We had our South African doctors do the exams and the x-rays again (all at our own expense) and made ourselves ready for another trip to Bloemfontein. 

We were greeted by friendlier people, but still steeped in the same bureaucracy that was there for our first three applications.  We had to wait in line for three hours until someone took pity on us. 

I was seething by the time we got our interview. 

“Is this the way you treat applicants?” I wanted to say.  Mario threatened me not to say anything.  He’s usually right about these things. 

“So tell me,” the man (who drew the short straw to be our interviewer) said. “Why did you not apply in Johannesburg?”

“We did,” Mario said.  “They gave us an interview date three months away.”

“Ah,” he said.  “Yes, they are busy there.”  He leafed through all of our paperwork, held up our x-rays to the light.  “Ah, Janet has some scary lungs!”

My heart stopped, and I looked at him.

“I am joking!” he said, bursting into laughter.  “We don’t need these x-rays, just the report!”  He put the x-ray back into its sleeve, after giggling some more. 

I looked at Mario, who was politely laughing with him.  Mario has a way of knowing what makes people feel respected.  I thought the guy was taking some poor guy’s job who had lost it just for being white. 

Typical government employee....

I do not love South Africa’s government.  The once strong, powerful and longsuffering ANC (African National Congress) is now an inefficient entity plagued by corruption. 

When Nelson Mandela became president in 1994, the ANC was strong.  Everyone expected a drastic change in the country; his most zealous supporters admitted that they wanted him to somehow avenge the deaths of all of the fallen soldiers who had fought against the evil Apartheid system  by firing every white person in government positions.   He was expected to replace the all-white cabinet with his cronies (all capable people).  Instead, he built a transition government where people kept their jobs regardless of their skin color.  It somehow encouraged competency in all areas, even though the transition was understandably rough. 

As things progressed, the presidency was handed over to Thabo Mbeki and eventually our new president, Jacob Zuma.  Black Economic Empowerment is a standard for hiring in all government positions now.  It is very similar to America’s Affirmative Action of the 1970’s and ‘80’s (a moral initiative to redress the wrongs of the past), but it is designed to help the majority of the people, rather than the minority.  It was created to bring the black majority into the economic mainstream, specifically government jobs. 

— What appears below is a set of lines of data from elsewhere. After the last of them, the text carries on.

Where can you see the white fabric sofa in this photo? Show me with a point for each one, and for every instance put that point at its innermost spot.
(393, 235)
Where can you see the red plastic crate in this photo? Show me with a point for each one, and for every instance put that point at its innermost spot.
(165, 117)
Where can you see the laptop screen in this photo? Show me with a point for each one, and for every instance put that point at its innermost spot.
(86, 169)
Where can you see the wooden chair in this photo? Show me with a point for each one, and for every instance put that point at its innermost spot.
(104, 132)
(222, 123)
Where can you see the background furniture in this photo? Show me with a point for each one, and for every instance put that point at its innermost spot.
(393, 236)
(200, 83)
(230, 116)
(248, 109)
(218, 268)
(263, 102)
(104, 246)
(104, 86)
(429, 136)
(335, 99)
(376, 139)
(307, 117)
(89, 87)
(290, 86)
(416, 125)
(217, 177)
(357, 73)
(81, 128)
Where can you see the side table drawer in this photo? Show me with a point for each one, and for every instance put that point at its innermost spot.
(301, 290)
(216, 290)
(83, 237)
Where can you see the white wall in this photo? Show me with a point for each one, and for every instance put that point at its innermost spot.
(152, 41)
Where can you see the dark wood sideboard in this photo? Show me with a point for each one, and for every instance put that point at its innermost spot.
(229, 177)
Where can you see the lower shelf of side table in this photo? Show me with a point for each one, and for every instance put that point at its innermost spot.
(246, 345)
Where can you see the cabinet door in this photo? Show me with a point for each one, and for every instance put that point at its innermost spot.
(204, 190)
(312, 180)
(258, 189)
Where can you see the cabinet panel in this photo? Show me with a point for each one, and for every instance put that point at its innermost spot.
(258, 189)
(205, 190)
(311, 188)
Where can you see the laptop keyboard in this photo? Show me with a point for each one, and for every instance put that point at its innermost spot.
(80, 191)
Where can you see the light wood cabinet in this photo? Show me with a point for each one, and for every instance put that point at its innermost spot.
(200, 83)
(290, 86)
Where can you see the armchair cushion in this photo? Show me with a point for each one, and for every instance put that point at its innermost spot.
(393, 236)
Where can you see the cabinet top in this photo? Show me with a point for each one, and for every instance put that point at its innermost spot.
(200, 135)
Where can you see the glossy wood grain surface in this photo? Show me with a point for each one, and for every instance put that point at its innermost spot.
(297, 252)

While a noble idea, BEE is not a pragmatic one.  It does no one any favors and makes the inside of South Africa crippled by a different kind of inequality and injustice.  Practically speaking, it means that simple processes, like immigration, become unnecessarily expensive and nearly too frustrating to complete. 
So, we were given permanent residency, almost two years after we first applied.  We had to renew our temporary residency before we received it, since it would have expired while our applications were being considered for review...and we would have been here illegally then. 

I love South Africa.  I love its people, its sights, its sounds and its dysfunctional family (there are 11 National languages here).   I feel called to be here, working alongside my beautiful husband, where we do work that is service-oriented, but we have been given grace to do.  For some reason, the people here love us back...and we have made a home here.

Now, when I meet an immigrant, I have a different kind of empathy for them.  They have left behind their home, not just moved here from nowhere.  They have left families, comfort foods, weather, music, and their culture. 

On the 4th of July, I’ll be freezing my butt off in my new adopted homeland... and missing my family.